Usually, though, a Promise is associated two callbacks that are to be called when the asynchronous task has been completed or has failed. What is peculiar of Promises is that callbacks are themselves encapsulated in a Promise, since they will be only executed at some point in the future, or not at all, depending on what happens with the original Promise.

Thanks to this mechanism, handling a sequence of asynchronous operations becomes straightforward, since Promises can be chained together to represent asynchronous operations and their callbacks, as shown in the picture above (source: Promises, Luke Smith.)

Another advantage of Promises lies with the way error propagates through a chain of Promises: since a Promise knows whether it has been fulfilled or not, it can propagate an error condition down along the Promises chain until an error handler is found, so you do not need to provide an error handler for each asynchronous operation in the chain.

Promises implementations are available in JavaScript, Scala, Clojure, and many other languages.
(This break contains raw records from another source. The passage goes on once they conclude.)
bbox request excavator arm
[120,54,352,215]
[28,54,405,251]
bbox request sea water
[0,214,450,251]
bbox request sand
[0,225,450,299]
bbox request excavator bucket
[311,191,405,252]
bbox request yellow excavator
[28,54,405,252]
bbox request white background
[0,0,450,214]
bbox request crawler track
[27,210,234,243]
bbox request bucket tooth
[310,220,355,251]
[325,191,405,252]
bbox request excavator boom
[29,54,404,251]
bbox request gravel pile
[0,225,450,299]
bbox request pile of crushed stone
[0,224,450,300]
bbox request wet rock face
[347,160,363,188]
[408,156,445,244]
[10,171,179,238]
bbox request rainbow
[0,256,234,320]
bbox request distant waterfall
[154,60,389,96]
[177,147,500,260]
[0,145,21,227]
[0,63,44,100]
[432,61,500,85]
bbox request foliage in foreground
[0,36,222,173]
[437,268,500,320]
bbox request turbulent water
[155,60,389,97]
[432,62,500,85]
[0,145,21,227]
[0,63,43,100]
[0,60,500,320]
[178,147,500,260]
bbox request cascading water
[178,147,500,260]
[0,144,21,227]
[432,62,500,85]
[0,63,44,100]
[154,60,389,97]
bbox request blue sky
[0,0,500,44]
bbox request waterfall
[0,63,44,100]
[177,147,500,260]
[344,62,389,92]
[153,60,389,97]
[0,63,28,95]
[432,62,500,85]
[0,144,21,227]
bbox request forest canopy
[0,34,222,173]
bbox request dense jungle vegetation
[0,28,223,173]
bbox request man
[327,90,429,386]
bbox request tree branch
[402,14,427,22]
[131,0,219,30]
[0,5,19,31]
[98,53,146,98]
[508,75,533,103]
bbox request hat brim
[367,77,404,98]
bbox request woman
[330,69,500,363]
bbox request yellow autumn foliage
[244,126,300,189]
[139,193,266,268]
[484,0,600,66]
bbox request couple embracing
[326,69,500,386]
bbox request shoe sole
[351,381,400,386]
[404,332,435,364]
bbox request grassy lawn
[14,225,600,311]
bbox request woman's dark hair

Parse claims that Tasks offers several advantages over both Android AsyncTask and iOS NSOperation, among them:

  • Performing several tasks in a row will not create nested "pyramid" code as you would get when using only callbacks.
  • Tasks are fully composable, allowing you to perform branching, parallelism, and complex error handling.
  • You can arrange task-based code in the order that it executes, rather than having to split your logic across scattered callback functions.

Bolts components are completely unrelated to Parse or Facebook services and do not require having a Parse or Facebook developer account to be used.

More Bolts components are announced, but Parse has not released any details yet about them.